This Petro Ciruelo was born in Arragon, and died in 1560 at Salamanca. He studied mathematics and philosophy at Paris, and took the doctor's degree there. He taught at the University of Alcalà and became canon of the Cathedral at Salamanca. Besides his editions of Bradwardine he wrote several works, among them the Liber arithmeticae practicae qui dicitur algorithmus (Paris, 1495) and the Cursus quatuor mathematicarum artium liberalium (Alcalà, 1516).
[511] Star polygons, a subject of considerable study in the later Middle Ages. See note [35] on page [44].
[512] "A new theory that adds lustre to the fourteenth century."
[513] There is nothing in the edition of 1495 that leads to this conclusion.
[514] The full title is: Nouvelle théorie des parallèles, avec un appendice contenant la manière de perfectionner la théorie des parallèles de A. M. Legendre. The author had no standing as a scientist.
[515] Adrien Marie Legendre (1752-1833) was one of the great mathematicians of the opening of the nineteenth century. His Eléments de géométrie (1794) had great influence on the geometry of the United States. His Essai sur la théorie des nombres (1798) is one of the classics upon the subject. The work to which Kircher refers is the Nouvelle théorie des parallèles (1803), in which the attempt is made to avoid using Euclid's postulate of parallels, the result being merely the substitution of another assumption that was even more unsatisfactory. The best presentations of the general theory are W. B. Frankland's Theories of Parallelism, Cambridge, 1910, and Engel and Stäckel's Die Theorie der Parallellinien von Euclid bis auf Gauss, Leipsic, 1895. Legendre published a second work on the theory the year of his death, Réflexions sur ... la théorie des parallèles (1833). His other works include the Nouvelles méthodes pour la détermination des orbites des comètes (1805), in which he uses the method of least squares; the Traité des fonctions elliptiques et des intégrales (1827-1832), and the Exercises de calcul intégral (1811, 1816, 1817).
[516] Johann Joseph Ignatz von Hoffmann (1777-1866), professor of mathematics at Aschaffenburg, published his Theorie der Parallellinien in 1801. He supplemented this by his Kritik der Parallelen-Theorie in 1807, and his Das eilfte Axiom der Elemente des Euclidis neu bewiesen in 1859. He wrote other works on mathematics, but none of his contributions was of any importance.
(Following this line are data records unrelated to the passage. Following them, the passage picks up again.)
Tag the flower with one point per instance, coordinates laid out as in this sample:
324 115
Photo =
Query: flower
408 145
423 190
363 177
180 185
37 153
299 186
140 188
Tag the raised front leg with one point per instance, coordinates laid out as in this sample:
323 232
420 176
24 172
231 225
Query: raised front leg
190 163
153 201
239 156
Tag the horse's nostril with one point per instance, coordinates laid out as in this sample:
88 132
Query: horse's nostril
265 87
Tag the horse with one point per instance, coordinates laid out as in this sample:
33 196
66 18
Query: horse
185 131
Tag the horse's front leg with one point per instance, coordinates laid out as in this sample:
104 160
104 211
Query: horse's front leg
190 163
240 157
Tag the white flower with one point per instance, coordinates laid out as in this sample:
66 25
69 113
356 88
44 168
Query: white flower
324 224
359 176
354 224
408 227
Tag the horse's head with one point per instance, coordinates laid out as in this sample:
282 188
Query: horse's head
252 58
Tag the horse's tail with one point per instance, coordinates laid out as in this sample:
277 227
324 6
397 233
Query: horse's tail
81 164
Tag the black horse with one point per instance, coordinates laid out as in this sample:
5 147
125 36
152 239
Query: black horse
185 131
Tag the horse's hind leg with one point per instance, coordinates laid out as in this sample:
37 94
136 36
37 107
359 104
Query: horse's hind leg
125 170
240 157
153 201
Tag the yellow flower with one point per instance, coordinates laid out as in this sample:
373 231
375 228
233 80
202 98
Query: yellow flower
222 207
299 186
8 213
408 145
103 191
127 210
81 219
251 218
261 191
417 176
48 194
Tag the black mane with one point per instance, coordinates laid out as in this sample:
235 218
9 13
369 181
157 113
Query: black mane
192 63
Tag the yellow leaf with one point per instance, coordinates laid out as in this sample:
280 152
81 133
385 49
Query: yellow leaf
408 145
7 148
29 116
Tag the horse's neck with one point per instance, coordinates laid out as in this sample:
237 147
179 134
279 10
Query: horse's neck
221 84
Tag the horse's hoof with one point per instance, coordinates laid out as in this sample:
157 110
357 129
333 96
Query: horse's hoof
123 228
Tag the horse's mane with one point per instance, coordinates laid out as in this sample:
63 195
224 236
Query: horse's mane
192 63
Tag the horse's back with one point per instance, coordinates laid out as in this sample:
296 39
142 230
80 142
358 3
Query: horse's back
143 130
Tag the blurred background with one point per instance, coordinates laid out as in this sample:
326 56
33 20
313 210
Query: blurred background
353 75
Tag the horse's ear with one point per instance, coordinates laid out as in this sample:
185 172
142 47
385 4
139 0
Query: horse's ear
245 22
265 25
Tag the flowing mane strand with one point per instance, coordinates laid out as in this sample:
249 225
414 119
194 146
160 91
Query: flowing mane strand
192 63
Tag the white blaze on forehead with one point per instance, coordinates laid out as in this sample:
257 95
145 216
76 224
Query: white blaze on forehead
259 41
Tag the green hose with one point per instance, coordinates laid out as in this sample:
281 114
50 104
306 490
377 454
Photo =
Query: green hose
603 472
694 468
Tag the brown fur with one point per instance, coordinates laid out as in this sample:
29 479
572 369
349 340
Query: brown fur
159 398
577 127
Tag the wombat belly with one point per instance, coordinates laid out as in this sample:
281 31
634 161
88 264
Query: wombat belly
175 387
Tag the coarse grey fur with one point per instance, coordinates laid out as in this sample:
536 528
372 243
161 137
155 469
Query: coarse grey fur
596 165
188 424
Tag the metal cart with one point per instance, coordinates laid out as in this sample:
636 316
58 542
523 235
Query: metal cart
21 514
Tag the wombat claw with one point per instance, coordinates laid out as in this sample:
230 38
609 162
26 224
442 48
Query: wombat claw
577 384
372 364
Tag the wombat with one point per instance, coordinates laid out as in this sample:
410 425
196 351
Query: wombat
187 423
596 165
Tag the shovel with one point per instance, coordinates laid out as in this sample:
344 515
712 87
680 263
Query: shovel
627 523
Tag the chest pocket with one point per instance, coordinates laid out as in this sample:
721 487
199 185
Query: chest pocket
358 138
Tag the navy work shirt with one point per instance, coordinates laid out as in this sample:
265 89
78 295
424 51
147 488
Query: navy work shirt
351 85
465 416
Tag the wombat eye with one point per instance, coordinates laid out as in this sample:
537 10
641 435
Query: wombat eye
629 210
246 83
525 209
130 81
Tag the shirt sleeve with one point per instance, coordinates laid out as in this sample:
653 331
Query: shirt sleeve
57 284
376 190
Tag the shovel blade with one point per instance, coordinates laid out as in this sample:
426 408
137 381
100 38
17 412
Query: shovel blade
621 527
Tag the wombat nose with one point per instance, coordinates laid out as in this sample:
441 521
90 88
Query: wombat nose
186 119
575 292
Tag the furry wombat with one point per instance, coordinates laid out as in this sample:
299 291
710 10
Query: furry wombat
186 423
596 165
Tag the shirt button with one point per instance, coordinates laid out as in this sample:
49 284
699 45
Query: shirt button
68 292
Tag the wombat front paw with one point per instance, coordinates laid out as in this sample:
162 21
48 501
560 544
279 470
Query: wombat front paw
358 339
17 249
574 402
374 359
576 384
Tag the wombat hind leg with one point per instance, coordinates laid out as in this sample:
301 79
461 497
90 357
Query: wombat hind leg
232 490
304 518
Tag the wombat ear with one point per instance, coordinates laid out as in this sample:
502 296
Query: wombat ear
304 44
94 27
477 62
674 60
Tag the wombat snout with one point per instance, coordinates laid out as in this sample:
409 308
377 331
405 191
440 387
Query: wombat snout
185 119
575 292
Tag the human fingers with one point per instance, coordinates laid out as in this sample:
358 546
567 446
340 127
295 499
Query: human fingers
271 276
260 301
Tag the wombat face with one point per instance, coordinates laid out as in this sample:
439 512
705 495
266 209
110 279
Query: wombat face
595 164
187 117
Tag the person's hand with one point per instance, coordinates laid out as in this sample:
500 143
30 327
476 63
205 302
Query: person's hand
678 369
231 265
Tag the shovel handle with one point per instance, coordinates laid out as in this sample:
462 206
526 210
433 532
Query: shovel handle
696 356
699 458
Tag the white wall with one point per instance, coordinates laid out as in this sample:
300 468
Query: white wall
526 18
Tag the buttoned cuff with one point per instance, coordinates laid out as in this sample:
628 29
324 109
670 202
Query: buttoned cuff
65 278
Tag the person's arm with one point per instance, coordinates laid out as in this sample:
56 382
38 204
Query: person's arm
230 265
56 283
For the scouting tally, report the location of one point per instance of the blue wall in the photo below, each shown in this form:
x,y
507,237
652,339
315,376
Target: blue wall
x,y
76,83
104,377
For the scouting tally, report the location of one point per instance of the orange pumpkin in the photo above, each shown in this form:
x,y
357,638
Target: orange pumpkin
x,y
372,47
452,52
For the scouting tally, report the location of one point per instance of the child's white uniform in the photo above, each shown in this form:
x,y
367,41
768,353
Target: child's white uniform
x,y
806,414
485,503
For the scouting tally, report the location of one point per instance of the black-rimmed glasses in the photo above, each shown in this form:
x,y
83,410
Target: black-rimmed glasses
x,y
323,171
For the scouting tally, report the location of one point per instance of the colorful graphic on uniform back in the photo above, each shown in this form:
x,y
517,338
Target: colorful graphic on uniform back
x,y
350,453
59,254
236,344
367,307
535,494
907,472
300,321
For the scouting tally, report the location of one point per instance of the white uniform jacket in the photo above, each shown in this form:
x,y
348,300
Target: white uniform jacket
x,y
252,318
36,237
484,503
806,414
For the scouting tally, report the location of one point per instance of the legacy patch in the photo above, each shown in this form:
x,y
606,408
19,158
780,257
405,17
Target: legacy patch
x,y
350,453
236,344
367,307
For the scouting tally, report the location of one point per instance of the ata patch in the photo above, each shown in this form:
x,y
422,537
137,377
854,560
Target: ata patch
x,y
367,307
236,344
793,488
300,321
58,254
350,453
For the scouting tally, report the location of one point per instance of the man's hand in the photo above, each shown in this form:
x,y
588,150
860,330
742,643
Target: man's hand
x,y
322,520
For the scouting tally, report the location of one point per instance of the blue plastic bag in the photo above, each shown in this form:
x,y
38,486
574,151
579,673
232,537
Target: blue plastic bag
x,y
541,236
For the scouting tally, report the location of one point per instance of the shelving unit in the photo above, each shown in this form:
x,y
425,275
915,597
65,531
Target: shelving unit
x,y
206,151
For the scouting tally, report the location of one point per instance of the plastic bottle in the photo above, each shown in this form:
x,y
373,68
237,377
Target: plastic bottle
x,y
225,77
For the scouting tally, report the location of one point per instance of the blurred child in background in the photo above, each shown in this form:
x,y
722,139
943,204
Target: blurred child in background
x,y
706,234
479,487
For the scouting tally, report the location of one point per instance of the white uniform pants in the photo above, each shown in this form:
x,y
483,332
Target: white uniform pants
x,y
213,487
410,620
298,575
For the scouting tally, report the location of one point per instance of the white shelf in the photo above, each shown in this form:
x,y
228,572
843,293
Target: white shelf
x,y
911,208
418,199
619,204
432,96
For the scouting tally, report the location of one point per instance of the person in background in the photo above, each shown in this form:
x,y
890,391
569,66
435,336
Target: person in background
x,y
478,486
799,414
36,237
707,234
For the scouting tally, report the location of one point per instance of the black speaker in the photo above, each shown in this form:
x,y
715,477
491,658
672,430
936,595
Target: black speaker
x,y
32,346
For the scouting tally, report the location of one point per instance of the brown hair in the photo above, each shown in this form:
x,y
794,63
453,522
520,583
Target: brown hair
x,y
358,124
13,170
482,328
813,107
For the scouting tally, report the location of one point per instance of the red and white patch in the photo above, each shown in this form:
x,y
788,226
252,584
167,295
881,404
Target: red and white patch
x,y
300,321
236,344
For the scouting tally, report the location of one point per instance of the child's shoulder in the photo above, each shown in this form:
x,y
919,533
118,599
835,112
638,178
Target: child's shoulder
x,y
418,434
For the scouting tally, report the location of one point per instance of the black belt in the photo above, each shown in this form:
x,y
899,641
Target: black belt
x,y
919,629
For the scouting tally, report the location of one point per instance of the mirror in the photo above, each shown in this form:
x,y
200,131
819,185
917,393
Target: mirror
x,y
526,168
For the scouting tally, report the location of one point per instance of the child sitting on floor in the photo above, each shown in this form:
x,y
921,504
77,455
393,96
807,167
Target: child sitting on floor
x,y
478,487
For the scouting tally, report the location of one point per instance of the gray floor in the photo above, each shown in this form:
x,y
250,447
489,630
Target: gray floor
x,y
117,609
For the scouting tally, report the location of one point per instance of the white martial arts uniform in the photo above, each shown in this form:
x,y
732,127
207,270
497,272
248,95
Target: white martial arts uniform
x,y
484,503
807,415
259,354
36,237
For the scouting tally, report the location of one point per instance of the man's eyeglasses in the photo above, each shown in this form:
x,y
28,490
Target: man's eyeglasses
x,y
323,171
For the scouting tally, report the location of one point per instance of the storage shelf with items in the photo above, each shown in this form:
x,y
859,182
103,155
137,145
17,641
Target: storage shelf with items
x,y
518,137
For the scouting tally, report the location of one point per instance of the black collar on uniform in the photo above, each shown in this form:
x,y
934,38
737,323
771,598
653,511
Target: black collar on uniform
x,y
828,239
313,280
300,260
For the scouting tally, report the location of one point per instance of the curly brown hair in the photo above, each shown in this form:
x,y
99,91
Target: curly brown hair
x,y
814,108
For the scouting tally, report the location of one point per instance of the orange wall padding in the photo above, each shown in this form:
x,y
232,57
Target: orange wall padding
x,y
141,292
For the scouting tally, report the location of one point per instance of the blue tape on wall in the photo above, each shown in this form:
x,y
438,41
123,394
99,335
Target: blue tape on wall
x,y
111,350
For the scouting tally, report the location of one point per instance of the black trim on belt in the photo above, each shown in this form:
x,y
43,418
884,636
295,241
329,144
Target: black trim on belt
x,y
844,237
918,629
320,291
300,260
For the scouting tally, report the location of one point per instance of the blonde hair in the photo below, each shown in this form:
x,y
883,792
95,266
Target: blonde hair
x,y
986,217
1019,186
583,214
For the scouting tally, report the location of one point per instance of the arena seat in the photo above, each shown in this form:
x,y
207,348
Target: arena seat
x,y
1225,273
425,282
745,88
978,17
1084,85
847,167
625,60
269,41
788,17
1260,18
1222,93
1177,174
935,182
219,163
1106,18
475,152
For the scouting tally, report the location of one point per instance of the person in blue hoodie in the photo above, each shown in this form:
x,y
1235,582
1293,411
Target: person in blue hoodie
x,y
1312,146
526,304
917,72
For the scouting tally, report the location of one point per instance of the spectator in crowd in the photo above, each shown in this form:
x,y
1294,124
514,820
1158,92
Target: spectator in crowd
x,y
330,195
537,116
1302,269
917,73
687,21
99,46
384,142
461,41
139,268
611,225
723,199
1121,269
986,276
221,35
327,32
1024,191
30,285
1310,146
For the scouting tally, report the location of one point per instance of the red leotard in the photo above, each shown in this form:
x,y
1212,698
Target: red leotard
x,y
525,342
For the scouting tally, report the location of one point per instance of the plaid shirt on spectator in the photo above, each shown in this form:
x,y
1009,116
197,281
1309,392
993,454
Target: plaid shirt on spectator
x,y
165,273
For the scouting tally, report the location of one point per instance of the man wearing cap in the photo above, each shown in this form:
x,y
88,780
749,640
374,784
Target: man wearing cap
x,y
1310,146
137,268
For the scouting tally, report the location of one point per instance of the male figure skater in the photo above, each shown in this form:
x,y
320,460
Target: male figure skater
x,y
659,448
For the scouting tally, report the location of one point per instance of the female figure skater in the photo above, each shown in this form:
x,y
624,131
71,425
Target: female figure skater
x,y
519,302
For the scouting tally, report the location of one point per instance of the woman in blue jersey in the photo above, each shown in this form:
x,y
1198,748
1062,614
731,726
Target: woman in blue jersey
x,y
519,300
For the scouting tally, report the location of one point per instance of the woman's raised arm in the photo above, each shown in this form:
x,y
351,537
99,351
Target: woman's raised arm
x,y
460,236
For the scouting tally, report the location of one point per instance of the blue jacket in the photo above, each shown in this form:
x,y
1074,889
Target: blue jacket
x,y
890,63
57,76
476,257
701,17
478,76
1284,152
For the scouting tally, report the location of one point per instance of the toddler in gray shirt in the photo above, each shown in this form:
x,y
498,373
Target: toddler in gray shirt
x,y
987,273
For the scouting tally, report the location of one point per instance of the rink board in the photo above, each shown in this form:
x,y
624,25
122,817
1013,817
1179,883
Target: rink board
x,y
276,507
[517] Johann Karl Friedrich Hauff (1766-1846) was successively professor of mathematics at Marburg, director of the polytechnic school at Augsburg, professor at the Gymnasium at Cologne, and professor of mathematics and physics at Ghent. The work to which Kircher refers is his memoirs on the Euclidean Theorie der Parallelen in Hindenburg's Archiv, vol. III (1799), an article of no merit in the general theory.
[518] Wenceslaus Johann Gustav Karsten (1732-1787) was professor of logic at Rostock (1758) and Butzow (1760), and later became professor of mathematics and physics at Halle. His work on parallels is the Versuch einer völlig berichtigten Theorie der Parallellinien (1779). He also wrote a work entitled Anfangsgründe der mathematischen Wissenschaften (1780), but neither of these works was more than mediocre.
[519] Johann Christoph Schwab (not Schwal) was born in 1743 and died in 1821. He was professor at the Karlsschule at Stuttgart. De Morgan's wish was met, for the catalogues give "c. fig. 8," so that it evidently had eight illustrations instead of eight volumes. He wrote several other works on the principles of geometry, none of any importance.